CO301A: Writing in the Humanities
Instructor: Cathy Coan
322 Eddy, 491-7251
Office hours: 12:20-1:20 T Th and by appointment
CO301A focuses explicitly on reading and writing strategies for accommodating the rhetorical demands of the arts and humanities to the needs of diverse audiences, particularly those outside the arts and humanities. Although you may sometimes write to readers well educated in this field, your work in CO301A is not designed to teach you to do academic writing in it. You can imagine that your readers are patrons of Smithsonian, National Geographic, Atlantic Monthly, New Yorker, Times Literary Supplement, Denver Post Arts section, and the like. Your readers may also be patrons of academic journals, but these journals are not where you should imagine your work appearing.
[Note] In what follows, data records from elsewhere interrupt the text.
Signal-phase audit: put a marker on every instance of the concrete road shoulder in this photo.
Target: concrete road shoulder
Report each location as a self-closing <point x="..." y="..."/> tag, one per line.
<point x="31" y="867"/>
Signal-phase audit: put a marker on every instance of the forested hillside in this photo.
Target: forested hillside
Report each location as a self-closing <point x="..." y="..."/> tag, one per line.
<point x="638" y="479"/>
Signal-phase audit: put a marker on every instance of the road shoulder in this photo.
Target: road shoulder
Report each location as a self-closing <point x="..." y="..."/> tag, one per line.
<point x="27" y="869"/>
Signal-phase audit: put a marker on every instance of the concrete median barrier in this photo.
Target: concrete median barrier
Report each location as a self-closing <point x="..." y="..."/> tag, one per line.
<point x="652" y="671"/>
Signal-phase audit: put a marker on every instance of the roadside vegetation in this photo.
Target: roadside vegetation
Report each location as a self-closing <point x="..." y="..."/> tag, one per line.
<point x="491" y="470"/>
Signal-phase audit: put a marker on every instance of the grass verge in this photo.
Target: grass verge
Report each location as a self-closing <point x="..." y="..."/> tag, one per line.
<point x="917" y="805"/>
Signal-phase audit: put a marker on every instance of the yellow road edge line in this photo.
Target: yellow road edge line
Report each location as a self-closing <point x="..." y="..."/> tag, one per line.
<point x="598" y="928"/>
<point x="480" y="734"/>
How do writers adapt their texts to diverse audiences? Which styles are most appropriate for specific rhetorical purposes? The first six weeks of the course focus on analyses of and responses to reserve readings intended to help you learn to think and perform critically in context; the rest of the semester is devoted to preparing a portfolio of pieces you've written (see "Portfolio," below). These two sections are linked by an exploration of Best American Essays 1998, a collection of some of the more informed, eloquent, and interesting pieces from large and small publications last year.
I envision the class as an ongoing discussion; rather than a lecture-heavy format, I prefer the freshness of student-driven conversations about our work and reading. Essays, in-class writing activities (such as "dailies" and peer review workshops), and out-of-class writing and reading activities will contribute to your grade. Some of your reading and writing assignments will be designed by you and members of groups to which you will be assigned--I'd rather you explore your interests than mine within the framework of the course.
Articles from library reserves and other sources as found/assigned
Best American Essays 1998, Atwan and Ozick, eds.
Style manual(s) of your choice (I suggest Strunk and White for style/structure and Hacker for format.)
Three-ring binder for in-class notes, dailies, and handouts, with pockets for returned writing assignments
Folder for portfolio
Extra folder (suggested for research notes and materials during second half of course)
Class participation: Discussion, group work, and items like abstracts and outlines
Three rhetorical context analyses of articles: First six weeks
Three assignments TBA for Best American Essays section
Portfolio (at least 15 pages of final, polished work representing at least two separate pieces written for different types of audiences): Week seven through end of semester
In your portfolio, you will present your writing and some related documents to demonstrate what you have learned about expository writing for particular contexts, about a subject, and about using the methods of the arts and humanities. All of the labor you've invested up to this point in the semester will begin paying off as you apply "how" to "what." The following briefly explains what you will include in the final portfolio.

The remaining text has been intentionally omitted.